Dysregulation of SOCS1 has been reported in SEB-mediated injury. For example, Plaza, et al.26 showed that SOCS1 mRNA levels were sharply and substantially increased in splenocytes from mice after SEB injection for 1.5 h, and the high levels remained for 18 h. Rao, et al.25 not only indicated that lymph nodes cells obtained from naive WT mice expressed significantly higher level of SOCS1 when activated with SEB for 24 h, but also suggested that abundant increase of SOCS1 occurred in lung-infiltrating mononuclear cells from miR-155 KO mice exposed to SEB. In vitro, they further identified miR-155 targeted and downregulated SOCS1 to promote pro-inflammatory cytokine INF-γ production. In this study, we also observed lower level of SOCS1 in splenocytes after SEB incubation for 24 h. Moreover, we further discovered the role of SOCS1 in inflammatory response. As a result, pcDNA-SOCS1 transfection dramatically attenuated the numbers of splenocytes and levels of inflammatory cytokines INF-γ, TNF-α, IL-6, and IL-2 with SEB incubation. These results showed that SOCS1 overexpression could suppress inflammatory injury in splenocytes exposed to SEB, implying its protective role in SEB-induced liver injury. Notably, we also noticed pcDNA-SOCS1 transfection itself probably showed little effect on inflammation response without SEB challenge, suggesting that SOSC1 overexpression showed no cytotoxic effect in splenocytes. Furthermore, an upstream regulator of SOCS1 was figured out in modulating liver injury. miR-222-3p targeted and negatively regulated SOCS1. It is well-known that SOCS1 is induced by cell signal factors and acts as negative regulator of signaling pathways such as JAK-STAT, TLR, and NF-κB pathway.353637 This study was limited as it did not determine these signaling pathways underlying SOCS1 role in SEB-induced liver injury.

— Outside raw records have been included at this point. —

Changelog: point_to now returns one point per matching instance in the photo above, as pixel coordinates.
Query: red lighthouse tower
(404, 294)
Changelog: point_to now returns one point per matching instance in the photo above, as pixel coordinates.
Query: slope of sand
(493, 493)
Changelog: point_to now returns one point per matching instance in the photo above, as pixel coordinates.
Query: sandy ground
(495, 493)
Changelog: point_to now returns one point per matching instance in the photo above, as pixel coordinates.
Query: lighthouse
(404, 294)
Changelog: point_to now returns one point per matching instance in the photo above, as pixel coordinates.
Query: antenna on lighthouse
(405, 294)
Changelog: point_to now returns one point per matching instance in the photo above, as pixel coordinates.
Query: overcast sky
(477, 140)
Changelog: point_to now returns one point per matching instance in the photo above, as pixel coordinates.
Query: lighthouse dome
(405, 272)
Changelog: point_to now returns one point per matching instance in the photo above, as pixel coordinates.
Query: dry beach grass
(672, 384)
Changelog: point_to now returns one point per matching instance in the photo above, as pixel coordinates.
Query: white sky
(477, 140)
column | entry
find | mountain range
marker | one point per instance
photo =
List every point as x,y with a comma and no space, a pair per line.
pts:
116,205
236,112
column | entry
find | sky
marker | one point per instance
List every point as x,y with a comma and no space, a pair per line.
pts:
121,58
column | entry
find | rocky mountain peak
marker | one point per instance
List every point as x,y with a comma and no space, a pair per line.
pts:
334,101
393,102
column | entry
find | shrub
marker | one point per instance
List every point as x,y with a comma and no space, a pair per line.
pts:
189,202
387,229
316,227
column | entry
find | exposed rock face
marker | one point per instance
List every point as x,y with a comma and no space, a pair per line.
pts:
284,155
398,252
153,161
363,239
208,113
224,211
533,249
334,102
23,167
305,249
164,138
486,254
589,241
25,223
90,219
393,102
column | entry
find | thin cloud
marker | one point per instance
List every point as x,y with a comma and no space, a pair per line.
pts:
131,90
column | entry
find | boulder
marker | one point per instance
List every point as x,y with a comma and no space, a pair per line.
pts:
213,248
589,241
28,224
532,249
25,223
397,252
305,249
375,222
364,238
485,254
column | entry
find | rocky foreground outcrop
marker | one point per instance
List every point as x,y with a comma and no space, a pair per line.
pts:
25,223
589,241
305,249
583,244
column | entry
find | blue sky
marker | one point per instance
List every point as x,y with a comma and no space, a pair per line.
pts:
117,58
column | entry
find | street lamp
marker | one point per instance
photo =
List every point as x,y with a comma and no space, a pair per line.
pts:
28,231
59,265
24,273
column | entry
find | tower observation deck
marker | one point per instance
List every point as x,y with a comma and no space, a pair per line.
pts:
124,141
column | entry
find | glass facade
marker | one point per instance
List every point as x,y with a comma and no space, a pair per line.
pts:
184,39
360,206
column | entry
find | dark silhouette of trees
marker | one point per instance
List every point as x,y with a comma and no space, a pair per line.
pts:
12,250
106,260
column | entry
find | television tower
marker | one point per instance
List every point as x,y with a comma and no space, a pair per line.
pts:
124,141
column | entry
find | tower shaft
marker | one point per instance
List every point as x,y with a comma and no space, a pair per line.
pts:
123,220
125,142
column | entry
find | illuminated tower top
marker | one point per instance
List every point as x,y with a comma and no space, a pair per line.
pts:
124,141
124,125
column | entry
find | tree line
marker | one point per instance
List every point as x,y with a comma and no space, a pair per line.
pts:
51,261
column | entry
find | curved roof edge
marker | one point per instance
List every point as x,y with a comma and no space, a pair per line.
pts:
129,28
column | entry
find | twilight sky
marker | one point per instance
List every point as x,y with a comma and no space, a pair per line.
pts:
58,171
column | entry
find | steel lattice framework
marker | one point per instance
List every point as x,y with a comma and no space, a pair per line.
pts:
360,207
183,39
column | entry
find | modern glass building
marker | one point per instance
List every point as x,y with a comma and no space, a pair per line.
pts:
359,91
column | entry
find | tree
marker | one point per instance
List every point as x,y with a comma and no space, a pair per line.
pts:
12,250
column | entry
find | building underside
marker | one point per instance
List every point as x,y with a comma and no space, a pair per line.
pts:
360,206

In conclusion, we successfully constructed a mice model of liver inflammatory injury using SEB. Expression of miR-222-3p was highly induced by SEM in the serum of mice and splenocytes ex vivo, accompanied by increased pro-inflammatory cytokines INF-γ, TNF-α, IL-6, and IL-2 and infiltrating immune cells in liver. Our results showed miR-222-3p targeting SOCS1 in suppressing SEB-induced liver inflammatory injury. This study is the first to provide information on miR-222-3p in liver injury activated by SEB, offering novel evidence of miR-222-3p/SOCS1 axis in SEB toxicity and liver disease.